Update (3/5/20) – On March 2nd, the House passed HR. 2339 Protecting American Lungs and Reversing the Youth Tobacco Epidemic Act of 2020, which included a section that waives Medicare Coinsurance for Colorectal Cancer Screening Tests. The Senate received this bill on March 2, 2020.
Update (7/16/20) There are 339 co-sponsors in the House and 61 in the Senate.
Signed-On House Support Letter >>
Signed-On Senate Support Letter >>
Disability Integration Act (DIA) (S117/HR555) – This civil rights bipartisan legislation would require insurance providers to cover community-based health care services for people with disabilities as an alternative to institutionalization. DIA would ensure that people could not be prematurely forced into nursing facilities because they couldn’t get assistance with health-related tasks such as maintenance and use of a stable ostomy.
Update as of June 2020 Bill HR555 now has 237 co-sponsors. The bill still resides in the Subcommittee on Health and Subcommittee on the Constitution, Civil Rights, and Civil Liberties. Bill S117 now has 36 co-sponsors and has not moved out of the Committee on Health, Education, Labor, and Pensions.

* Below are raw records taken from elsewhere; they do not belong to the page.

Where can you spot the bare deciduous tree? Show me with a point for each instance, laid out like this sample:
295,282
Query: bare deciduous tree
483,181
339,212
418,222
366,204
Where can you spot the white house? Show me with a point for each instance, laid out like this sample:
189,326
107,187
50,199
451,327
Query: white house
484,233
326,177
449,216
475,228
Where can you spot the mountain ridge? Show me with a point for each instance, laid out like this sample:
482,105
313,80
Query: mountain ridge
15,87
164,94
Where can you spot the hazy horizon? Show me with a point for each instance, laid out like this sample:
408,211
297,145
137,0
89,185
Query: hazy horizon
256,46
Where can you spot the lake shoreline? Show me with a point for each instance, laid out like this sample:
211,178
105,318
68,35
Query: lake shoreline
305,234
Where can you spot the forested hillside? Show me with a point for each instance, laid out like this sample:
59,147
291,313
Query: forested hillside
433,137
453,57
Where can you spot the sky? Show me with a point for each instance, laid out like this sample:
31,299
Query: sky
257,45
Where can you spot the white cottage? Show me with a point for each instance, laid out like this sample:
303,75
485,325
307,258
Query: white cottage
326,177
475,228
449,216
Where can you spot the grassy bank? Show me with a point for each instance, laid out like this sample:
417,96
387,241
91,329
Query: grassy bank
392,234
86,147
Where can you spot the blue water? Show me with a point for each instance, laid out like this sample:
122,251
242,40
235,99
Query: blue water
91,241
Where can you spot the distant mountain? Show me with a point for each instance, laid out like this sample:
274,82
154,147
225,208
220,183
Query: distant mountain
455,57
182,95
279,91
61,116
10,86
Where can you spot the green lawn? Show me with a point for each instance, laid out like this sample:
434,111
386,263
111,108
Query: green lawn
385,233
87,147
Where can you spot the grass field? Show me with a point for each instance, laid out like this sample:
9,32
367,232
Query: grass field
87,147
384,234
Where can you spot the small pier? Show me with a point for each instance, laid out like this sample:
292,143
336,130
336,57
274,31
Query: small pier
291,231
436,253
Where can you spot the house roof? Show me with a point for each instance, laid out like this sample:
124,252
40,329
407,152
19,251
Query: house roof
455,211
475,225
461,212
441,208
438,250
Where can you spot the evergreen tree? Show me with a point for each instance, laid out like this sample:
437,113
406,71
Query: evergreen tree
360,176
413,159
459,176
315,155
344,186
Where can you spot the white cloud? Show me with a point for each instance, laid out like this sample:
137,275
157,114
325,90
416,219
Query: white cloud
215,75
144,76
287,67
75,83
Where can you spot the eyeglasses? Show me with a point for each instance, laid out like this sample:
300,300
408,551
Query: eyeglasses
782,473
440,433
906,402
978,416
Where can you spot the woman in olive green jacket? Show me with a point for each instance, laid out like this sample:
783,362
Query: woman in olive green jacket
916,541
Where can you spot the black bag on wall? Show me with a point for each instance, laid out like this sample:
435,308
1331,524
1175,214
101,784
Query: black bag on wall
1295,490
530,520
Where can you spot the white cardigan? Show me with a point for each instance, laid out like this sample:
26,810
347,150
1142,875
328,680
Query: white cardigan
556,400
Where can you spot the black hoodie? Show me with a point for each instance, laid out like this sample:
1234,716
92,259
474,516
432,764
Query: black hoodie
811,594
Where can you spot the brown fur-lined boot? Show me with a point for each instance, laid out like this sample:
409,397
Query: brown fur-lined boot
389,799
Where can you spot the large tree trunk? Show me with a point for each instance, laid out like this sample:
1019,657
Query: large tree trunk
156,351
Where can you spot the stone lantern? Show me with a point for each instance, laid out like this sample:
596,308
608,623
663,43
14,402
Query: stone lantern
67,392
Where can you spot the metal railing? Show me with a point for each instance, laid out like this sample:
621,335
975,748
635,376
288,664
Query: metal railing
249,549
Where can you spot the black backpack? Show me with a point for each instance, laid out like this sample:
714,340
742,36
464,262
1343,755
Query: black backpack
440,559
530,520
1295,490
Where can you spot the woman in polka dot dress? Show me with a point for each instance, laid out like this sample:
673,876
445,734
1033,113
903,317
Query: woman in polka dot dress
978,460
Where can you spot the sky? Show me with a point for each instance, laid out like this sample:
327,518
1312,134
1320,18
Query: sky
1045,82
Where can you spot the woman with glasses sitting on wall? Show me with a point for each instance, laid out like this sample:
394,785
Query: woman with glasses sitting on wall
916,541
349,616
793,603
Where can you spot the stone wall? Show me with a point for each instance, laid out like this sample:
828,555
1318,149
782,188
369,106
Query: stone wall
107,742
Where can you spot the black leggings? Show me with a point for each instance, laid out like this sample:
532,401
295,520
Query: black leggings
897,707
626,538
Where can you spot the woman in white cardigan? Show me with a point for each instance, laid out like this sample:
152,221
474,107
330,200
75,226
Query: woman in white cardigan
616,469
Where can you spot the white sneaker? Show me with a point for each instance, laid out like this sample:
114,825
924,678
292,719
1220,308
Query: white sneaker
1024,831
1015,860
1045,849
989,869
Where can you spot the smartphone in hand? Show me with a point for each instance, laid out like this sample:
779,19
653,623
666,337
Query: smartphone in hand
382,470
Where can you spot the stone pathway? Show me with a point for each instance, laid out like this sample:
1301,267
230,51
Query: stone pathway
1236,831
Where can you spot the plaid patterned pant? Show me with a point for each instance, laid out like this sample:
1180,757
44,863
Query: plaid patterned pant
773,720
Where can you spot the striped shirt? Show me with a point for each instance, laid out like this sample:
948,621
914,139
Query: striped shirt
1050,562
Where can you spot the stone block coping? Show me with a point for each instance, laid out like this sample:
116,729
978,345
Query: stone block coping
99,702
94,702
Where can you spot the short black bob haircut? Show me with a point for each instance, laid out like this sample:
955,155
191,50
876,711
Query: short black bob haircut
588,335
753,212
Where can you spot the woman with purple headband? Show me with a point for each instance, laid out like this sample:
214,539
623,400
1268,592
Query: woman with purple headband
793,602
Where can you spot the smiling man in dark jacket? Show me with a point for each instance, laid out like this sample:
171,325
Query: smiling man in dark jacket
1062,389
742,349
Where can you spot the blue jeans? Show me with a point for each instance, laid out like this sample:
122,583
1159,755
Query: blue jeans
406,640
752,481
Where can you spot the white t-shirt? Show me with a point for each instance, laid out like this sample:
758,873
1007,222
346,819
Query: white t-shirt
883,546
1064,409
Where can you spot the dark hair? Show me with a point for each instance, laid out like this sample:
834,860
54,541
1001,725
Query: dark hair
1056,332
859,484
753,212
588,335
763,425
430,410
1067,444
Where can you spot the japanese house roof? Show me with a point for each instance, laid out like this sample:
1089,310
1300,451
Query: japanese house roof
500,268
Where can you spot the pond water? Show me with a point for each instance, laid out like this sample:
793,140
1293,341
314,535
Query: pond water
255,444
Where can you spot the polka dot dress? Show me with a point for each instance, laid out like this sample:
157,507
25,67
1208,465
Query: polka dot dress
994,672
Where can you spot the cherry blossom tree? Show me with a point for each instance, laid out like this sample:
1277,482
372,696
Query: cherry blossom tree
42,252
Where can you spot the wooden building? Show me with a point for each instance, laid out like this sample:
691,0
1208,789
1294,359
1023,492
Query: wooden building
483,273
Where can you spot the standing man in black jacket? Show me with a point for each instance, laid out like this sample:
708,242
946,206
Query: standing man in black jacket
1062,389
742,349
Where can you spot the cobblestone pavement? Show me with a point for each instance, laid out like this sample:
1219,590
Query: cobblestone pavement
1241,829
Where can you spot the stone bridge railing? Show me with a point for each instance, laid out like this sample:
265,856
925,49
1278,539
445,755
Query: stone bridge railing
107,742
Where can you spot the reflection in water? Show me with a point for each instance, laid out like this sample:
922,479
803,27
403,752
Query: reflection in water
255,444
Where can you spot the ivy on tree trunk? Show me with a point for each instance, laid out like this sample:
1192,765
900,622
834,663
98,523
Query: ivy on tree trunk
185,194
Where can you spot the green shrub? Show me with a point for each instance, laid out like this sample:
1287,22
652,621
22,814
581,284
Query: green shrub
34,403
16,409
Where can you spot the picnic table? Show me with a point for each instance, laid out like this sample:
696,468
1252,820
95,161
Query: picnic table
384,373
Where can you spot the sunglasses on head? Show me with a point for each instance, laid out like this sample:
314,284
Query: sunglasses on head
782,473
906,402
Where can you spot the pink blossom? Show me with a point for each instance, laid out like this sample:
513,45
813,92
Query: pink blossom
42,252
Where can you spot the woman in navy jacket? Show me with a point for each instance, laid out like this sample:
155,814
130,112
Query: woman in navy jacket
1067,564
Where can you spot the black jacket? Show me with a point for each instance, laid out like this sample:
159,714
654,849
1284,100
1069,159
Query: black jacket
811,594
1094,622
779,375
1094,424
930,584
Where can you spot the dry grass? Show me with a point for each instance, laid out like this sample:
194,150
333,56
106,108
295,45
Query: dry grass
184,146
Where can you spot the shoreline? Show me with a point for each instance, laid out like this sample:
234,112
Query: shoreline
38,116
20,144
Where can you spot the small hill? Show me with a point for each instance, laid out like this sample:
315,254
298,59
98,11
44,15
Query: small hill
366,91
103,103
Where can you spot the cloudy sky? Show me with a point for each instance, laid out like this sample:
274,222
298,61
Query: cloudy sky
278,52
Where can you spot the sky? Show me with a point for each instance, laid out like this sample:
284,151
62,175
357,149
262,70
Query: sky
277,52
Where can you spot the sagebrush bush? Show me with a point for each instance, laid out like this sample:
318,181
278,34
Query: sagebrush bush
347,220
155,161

Update as of July 17, 2020 – The end of the 116th Congress is only a few months away. There is not much calendar time left and between summer recesses, an election year and the pandemic, I don’t anticipate further action on this legislation. According to the the organizers of the DIA, they’ve been informed that House leadership has told them that they will not move the bill and it is unlikely that Senate leadership will move this as well. All civil rights bills have multiple introductions in many Congresses prior to passing. They, along with UOAA and other advocates, will continue to work this bill in Congress. However, like all civil rights bills (laws) this will take some time. It will have to be reintroduced in the next Congress.